La violencia cultural ejercida contra las mujeres, esto es, contra la mitad de la humanidad, –la que ahora llamamos patriarcado- es el ejemplo más relevante puesto que, según muestran estudios de antropólogos, se ha dado en todas las culturas de todos los tiempos que se conocen; aunque no deba ignorarse –dato nada irrelevante- que en unas culturas ha sido mucho más intensa que en otras. Las mujeres han sido consideradas por naturaleza, esto es, justificada y perennemente, inferiores a los hombres en el conjunto de capacidades físicas, cognitivas, expresivas, conativas, éticas, etc., con lo que las hoy consideradas (desgraciadamente solo de modo solo parcial) inferiorizaciones, marginaciones, explotaciones, discriminaciones, instrumentalizaciones de ellas no serían tales, ya que responderían al orden de las cosas. Esta percepción situada como tal en el nivel ético-simbólico, coherentemente se materializa en las estructuras de poder en las que ellas quedan en situación de subordinación, reducidas a las funciones supuestamente ligadas a su condición sexual que se les asignan. Y se continúa en las relaciones que se les reclaman con los instrumentos y la producción de bienes en general, a fin de realizar esas funciones. Con lo que el círculo de la dominación queda casi cerrado: las mujeres tendrán que ir aprovechando sus grietas para ir rompiéndolo, también en lo que de él haya en el interior de ellas mismas. Las violencias colonialistas contra los indígenas, racistas y otras (piénsese, por ejemplo, en la animadversión históricamente generalizada a la homosexualidad) tienen esquemas similares.

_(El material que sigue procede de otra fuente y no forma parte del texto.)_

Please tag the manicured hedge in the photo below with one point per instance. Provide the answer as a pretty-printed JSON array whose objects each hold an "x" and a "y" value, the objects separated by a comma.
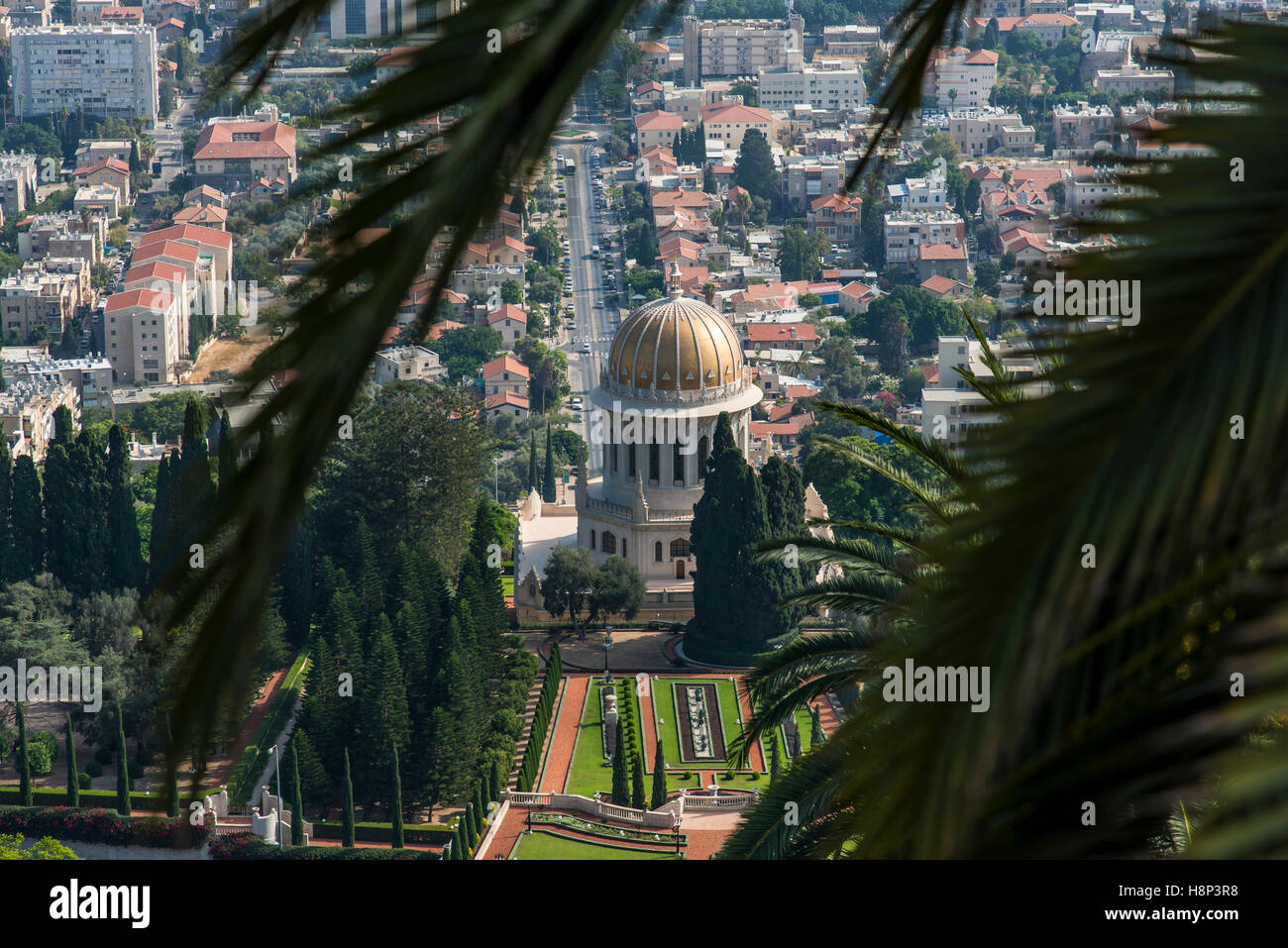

Ante un panorama tan desoladoramente abrumador, ¿tenemos que decir que solo cabe hablar de violencia en sentido moral –y por tanto de víctimas- en la medida en que en la humanidad va emergiendo una nueva conciencia del valor no instrumental de todas las personas, y en los ritmos y modos que va emergiendo? ¿Sería una especie de “anacronismo” juzgar éticamente el pasado con los criterios del presente? Pienso que aquí, frente a respuestas cómodas que justifican casi todo del pasado con la excusa cultural, deben aplicarse criterios similares a los antes propuestos para las relaciones personales en relación con la violencia realizada desde la ignorancia:
- esta ignorancia tendría que ser “invencible”, esto es, en los tiempos históricos en los que se daba (en los que se da) no debería haber aún culturalmente ninguna expresión significativa con la que confrontarse que desenmascarara dicha violencia cultural;
- habría que considerar, asumiendo la perspectiva de las víctimas como corresponde, que también en la fuerza destructora ejercida con una ignorancia invencible hubo objetivamente violencia en sentido moral, hubo víctimas;
- por tanto, aunque no cabría hablar de culpabilidad -con dimensión colectiva- en su sentido subjetivo en ese pasado así supuesto, habría que hablar de responsabilidad en el presente -diferente para cada sector de la sociedad según el lugar que ocupe en la relación opresor/oprimido- para, primero, reconocer coherentemente en el más amplio sentido del término ese pasado violento (lo que pedirá, entre otras cosas, una revisión de las historias oficiales), y, segundo para transformar correspondientemente la realidad en el presente en los tres niveles culturales antedichos (que tendrá que contemplar la necesidad de compensaciones hacia los descendientes de los colectivos oprimidos);
- quienes teniendo ya la posibilidad de superar su ignorancia no la superaran (no la superen) y continuaran justificando la violencia cultural, deberían ser considerados plenamente culpables de ella.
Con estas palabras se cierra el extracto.